Once upon a time, Dadrian Wilson was a renown stud as a defensive football player.
Those years playing Indian Nations Football in grade school were filled with honors as a result of his linebacker play.
“Three times I was our team’s Defensive Player of the Year,” he said. “People would look at me and said ‘oh, this kid’s going to be good.’”
Wilson is still a linebacker. Sometimes.
But a transformation began to evolve that led him to becoming an offensive lineman, one that has earned high expectations from those around him.
“He’s one of the pleasant surprises we’ve had this offseason,” Muskogee head coach Rafe Watkins said. “I’d say he’s emerged as the leader on the line and if he wasn’t starting there, he’d be a starting linebacker for us.”
Josh McMillan, who coaches the Roughers’ offensive line, could see this possibility coming, even though Wilson is been built more like a linebacker. Entering his senior season, he’s 5-foot-7, 212 pounds.
“I knew he was kind of special when he was a sophomore and we had him playing a position he thought he was too undersized to play,” McMillan said. “One of our jobs as coaches is to get kids to believe in themselves, and he built up that confidence.”
Not everyone has a stock of 6-3 to 6-5 guys weighing 240 to 260 or more. Most of the time, it takes the development of undersized guys to play a position that doesn’t get a lot of headlines. And that development takes a high degree of commitment that doesn’t match the glory of the position.
“He’s undersized but he’s got the heart of a lion and it shows,” McMillan said. “He’s one of our primal leaders. We use him in film quite a bit as an example of what to do. He’s one of the better technical players we have up front and all the guys can learn from him if they watch him.
“This isn’t to inflate his ego by any means, but he does everything we ask him to. He’s gotten better and stronger I the weight room, he takes everything serious, he shows up all the time.”
Offensive linemen aren’t involved in 7-on-7 passing league drills, but for Wilson, that’s been overtime work. Watkins has taken on the duty of coaching linebackers, and Wilson was summoned by him to contribute there.
“That’s a huge compliment to an offensive lineman that the actual linebacker coach trusts you enough to put you in a 7-on-7 or team camp in that spot,” McMillan said.
Wilson’s focus over the offseason reaped rewards in the weight room. He improved 60 pounds on his bench press to 245 and squats 425. The 3.4 GPA student comes out in his study of the game.
“I’m a real quick learner and I think I adapt well,” Wilson said. “I play guard but I can play both guard and tackle spots. I know most of the plays and can help my other guys out.”
And he shrugs off the obvious – he’s not the prototypical lineman from a size perspective.

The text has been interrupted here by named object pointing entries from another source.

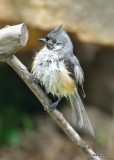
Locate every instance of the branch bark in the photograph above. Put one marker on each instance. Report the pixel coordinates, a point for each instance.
(12, 38)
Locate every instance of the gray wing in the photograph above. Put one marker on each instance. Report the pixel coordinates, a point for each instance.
(74, 65)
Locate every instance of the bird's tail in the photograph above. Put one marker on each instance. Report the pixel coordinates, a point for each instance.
(79, 114)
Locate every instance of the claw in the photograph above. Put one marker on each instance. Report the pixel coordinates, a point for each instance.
(54, 105)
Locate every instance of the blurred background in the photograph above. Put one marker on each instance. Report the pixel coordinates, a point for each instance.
(26, 131)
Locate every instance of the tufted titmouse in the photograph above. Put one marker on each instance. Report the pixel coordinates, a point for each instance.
(59, 71)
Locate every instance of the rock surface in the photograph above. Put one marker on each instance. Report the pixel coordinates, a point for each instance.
(92, 21)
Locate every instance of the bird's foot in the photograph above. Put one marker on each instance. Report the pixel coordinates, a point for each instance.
(54, 105)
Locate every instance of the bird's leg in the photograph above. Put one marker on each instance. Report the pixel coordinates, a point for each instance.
(54, 105)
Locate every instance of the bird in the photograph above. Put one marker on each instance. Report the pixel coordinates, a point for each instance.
(57, 68)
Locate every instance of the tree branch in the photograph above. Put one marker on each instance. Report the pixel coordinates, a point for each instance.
(12, 38)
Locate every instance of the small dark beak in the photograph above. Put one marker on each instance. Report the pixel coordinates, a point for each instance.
(42, 40)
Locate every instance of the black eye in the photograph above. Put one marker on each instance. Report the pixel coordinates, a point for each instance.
(54, 41)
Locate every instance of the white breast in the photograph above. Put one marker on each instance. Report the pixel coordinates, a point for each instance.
(52, 73)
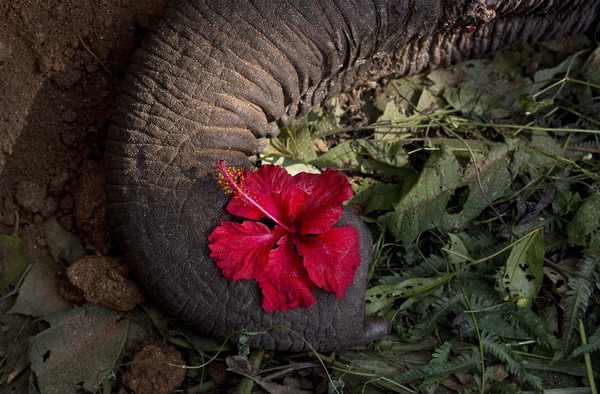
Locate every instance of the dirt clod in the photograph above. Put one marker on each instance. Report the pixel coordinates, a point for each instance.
(145, 376)
(104, 281)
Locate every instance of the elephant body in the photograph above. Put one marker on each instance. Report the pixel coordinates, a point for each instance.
(212, 80)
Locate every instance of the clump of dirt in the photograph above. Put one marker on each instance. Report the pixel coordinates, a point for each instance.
(104, 281)
(61, 65)
(150, 372)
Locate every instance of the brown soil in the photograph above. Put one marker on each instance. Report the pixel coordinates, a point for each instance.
(61, 65)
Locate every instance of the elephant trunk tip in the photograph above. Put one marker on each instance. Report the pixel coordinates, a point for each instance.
(375, 328)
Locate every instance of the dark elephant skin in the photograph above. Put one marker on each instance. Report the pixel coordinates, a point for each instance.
(213, 79)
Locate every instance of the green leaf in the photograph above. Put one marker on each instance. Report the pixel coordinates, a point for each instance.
(463, 362)
(79, 350)
(576, 303)
(522, 275)
(12, 258)
(592, 345)
(368, 155)
(457, 252)
(504, 353)
(424, 206)
(383, 197)
(381, 297)
(584, 229)
(530, 105)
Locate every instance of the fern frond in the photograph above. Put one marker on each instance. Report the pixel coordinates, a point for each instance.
(442, 353)
(478, 302)
(463, 362)
(576, 302)
(535, 325)
(490, 344)
(441, 308)
(592, 345)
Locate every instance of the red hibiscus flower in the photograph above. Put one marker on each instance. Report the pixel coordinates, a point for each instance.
(294, 247)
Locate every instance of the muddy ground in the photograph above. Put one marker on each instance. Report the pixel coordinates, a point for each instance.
(61, 66)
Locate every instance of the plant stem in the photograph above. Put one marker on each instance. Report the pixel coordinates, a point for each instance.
(586, 358)
(246, 384)
(237, 187)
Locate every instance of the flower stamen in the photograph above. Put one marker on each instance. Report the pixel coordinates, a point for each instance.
(232, 178)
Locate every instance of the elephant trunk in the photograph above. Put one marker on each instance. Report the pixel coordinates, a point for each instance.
(211, 81)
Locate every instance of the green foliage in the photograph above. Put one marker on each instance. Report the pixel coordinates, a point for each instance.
(462, 362)
(521, 278)
(577, 300)
(503, 352)
(480, 185)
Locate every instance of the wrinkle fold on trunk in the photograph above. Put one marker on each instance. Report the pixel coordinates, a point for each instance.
(212, 80)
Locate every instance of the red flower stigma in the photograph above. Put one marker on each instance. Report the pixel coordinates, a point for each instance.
(301, 249)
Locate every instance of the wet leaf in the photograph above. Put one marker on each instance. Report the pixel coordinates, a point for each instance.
(457, 253)
(381, 297)
(530, 105)
(79, 350)
(584, 229)
(521, 277)
(424, 206)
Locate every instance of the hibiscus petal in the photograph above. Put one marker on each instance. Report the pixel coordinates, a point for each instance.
(242, 250)
(319, 207)
(285, 283)
(331, 258)
(271, 187)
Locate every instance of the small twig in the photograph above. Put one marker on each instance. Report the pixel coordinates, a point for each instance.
(582, 149)
(18, 285)
(94, 56)
(255, 359)
(587, 360)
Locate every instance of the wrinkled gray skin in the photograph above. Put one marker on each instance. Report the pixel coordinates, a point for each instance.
(214, 78)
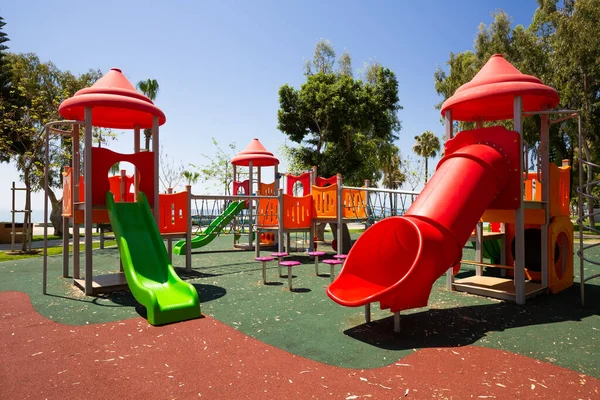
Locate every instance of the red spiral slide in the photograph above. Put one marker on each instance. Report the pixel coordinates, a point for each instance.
(396, 261)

“I always felt like I was underrated, always try to go hard, always try to prove myself, prove how talented I am, so I don’t pay attention to what others think of me,” he said. “I just go play hard and do what I can for this team.”
That confidence, McMillan said, cannot be understated.
“Part of it is the kind of kid he is, but it’s also what happens when you put everything you have into your job like he has and you see the difference from the commitment from the weight room to the field,” McMillan said. “He brings his smarts from the classroom and what he learns in the weight room and it shows. It shows because of his size, it shows every time he goes across a linebacker, it shows every time he double teams with the center or wherever the check may be.
“He’s got quite a bit upstairs and he makes it work for him. I’m excited for what’s ahead for him this year.”
Wilson looks at things collectively, like a leader should.
“Me and my guys, we may not be the college type or whatever, but we’re real strong,” he said. “We’re not scared of anybody, we’re going to compete, go against you all four quarters. We’re going to fight. We don’t like to lose and when we lose, we’ll get angry and go harder.”
With a deep and experienced run game and a second-year returning starter at quarterback, getting angry may be more on a series-by-series basis than in terms of quarters or games.
“I think with the people we got, this year could be special,” Wilson said.